The automobile industry ended the fiscal year FY22 at the highest volumetric numbers yet amid massive inflation and shrinking purchasing power. Total sales during the year grew over 50 percent for passenger vehicles, LCVs and SUVs (not including sales of assemblers outside the automotive association such as Changan or Kia). A rough estimate of total industry volumes including non-PAMA members would bring the total industry size at close to 350,000 units. While this may be a new benchmark for market size, the upcoming year has its work cut out for itself.

For one, automotive assemblers have been postponing vehicle bookings for weeks on end as rapidly depreciating rupee and rising freight rates have caused costs to catapult and their upward trajectory is not conducive to meeting market demand. Meanwhile current vehicle deliveries have been adversely affected by SBP’s restriction in attaining approval for LCs (read: “Autos: Not here to make friends”, Jul 4, 2022) which is running companies into trouble in terms of meeting car delivery times for orders already booked.

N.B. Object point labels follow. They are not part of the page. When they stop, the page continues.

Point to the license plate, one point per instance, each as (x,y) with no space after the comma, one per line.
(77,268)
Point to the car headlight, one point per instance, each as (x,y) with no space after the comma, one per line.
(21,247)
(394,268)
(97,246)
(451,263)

The fast-depreciating rupee meanwhile has already pushed some companies to announce new prices (Kia and Hyundai have announced price hikes) but others are soon to follow having made little headways in localization and as a result, heavily importing from abroad in precious dollars which are becoming expensive. Kia has also announced a new booking policy in which some models are on hold for booking and others require customers to make full payments. Dependence on imported inputs greatly undermine the industry’s growth potential in the upcoming year as it directly impacts end-user prices—assemblers are quick to raise prices as rupee weakens. But this does and will impact volumes. Demand within the automobile industry may not respond immediately to price increases but there is certainly a delayed affect, particularly in smaller car segments. Luxury and SUV segments may persevere for a while and may be able to absorb the price hikes as car buyers have the capacity to pay premiums on these vehicles, especially those car buyers paying in cash. Significantly high cost of borrowing due to rising interest rates, meanwhile, will shrink organic demand in these and smaller car segments.